The Palm Scribe

Put Money Where Your Mouth Is, RSPO tells Palm Oil Buyers

Datuk Darrel Webber, Chief Executive Officer of RSPO at RT17

BANGKOK – As growers have already committed to tougher sustainability standards under the Roundtable on Sustainable Palm Oil (RSPO) system, it was now high time for buyers to do their bit and contribute to a sustainable palm oil industry by buying more sustainable palm oil, said RSPO Co-Chair Anne Rosenberg on Wednesday (6/11) during the RT17 event.

‘The growers have already committed to a much tougher standard…it is only fair and also absolutely necessary, that buyers now step up in a similar way,” Rosenberg said while closing the 17th Annual Roundtable Conference on Sustainable Palm Oil here.

“Put money where your mouth is, so to speak, and buy more sustainable palm oil,” she called on buyers.

The RT17 conference theme this year was “Shared Responsibilities: Converting Commitments into Actions,” and Rosenberg said that the organization has begun to tackle, to clearly define roles and responsibilities for all membership categories and how to ensure accountability in the spirit of shared responsibility.

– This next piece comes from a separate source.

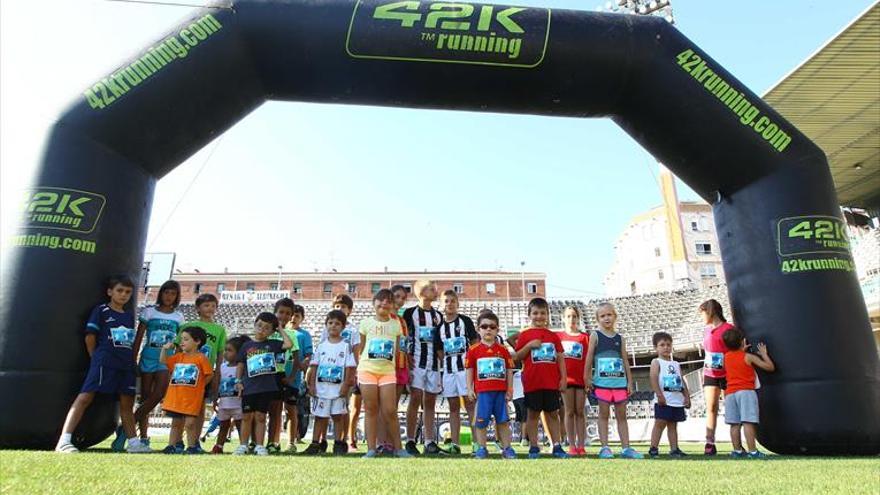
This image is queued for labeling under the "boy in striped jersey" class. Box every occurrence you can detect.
[438,290,480,454]
[403,280,443,455]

“Not one stakeholder group can do it alone, we need to stop pointing fingers at one another and be more accountable,” she said.

She said that the recognition that making sustainable palm oil a norm was a collective responsibility, was what brought together the stakeholders to form the RSPO in the first place.

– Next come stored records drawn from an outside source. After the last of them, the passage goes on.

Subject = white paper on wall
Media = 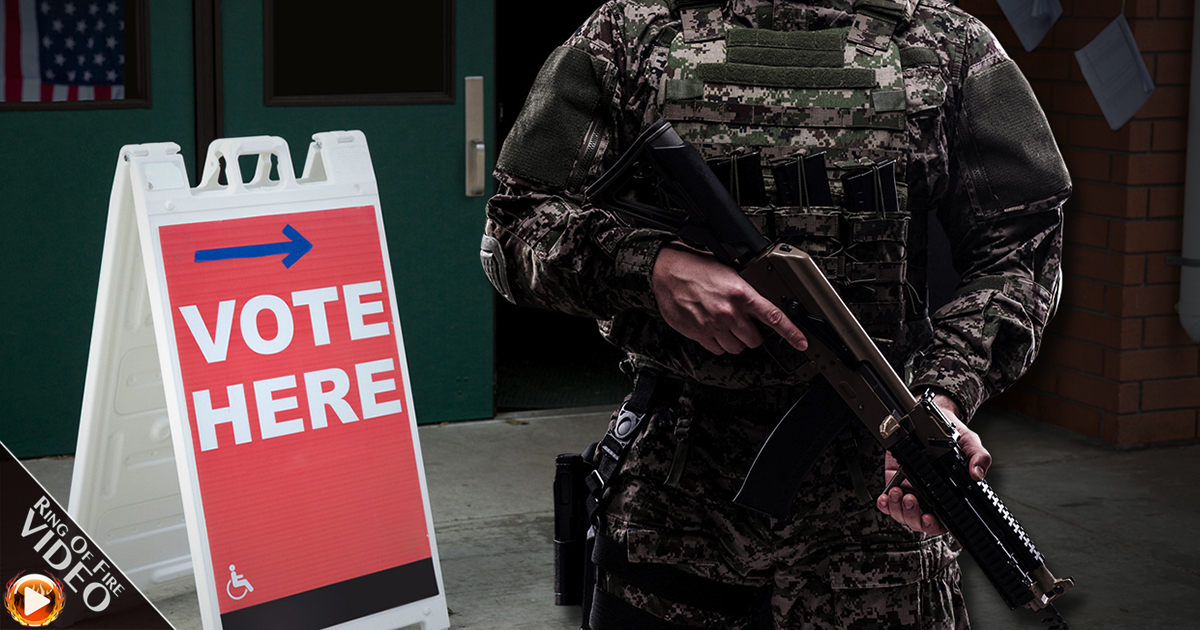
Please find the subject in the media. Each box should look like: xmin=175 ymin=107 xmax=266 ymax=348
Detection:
xmin=1075 ymin=13 xmax=1154 ymax=131
xmin=998 ymin=0 xmax=1062 ymax=53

Coming from a Non-Governmental Organization, Rosenberg said that helping to raise awareness around sustainable palm oil is a way for NGO members to get more involved. She said that this was the NGO’s shares of responsibility.

“We all know sustainable palm oil is in desperate need for rebranding and part of this challenge is how to effectively communicate to consumers the sometimes very nuanced message that despite ongoing problems, supporting sustainable palm oil is actually a better approach for shifting the industry in the right direction than a total boycott,” she said.

Such a message, she added, would become more meaningful and credible when it comes from a social-environmental NGO rather than from a company as an industry actor.

She said that companies should also become more transparent and report on their progress in a consistent and measurable way.

The RT17 conference that kicked open with a series of preparations meetings on Sunday (4/11) was then followed upon its closure by the 16th General Assembly of the RSPO. Among the main agenda of the general assembly meeting, this year is to vote on a new certification standard for smallholders.

Throughout the conference, calls for more inclusion of smallholders, who account for around 40 percent of world palm oil production, has been the war cry.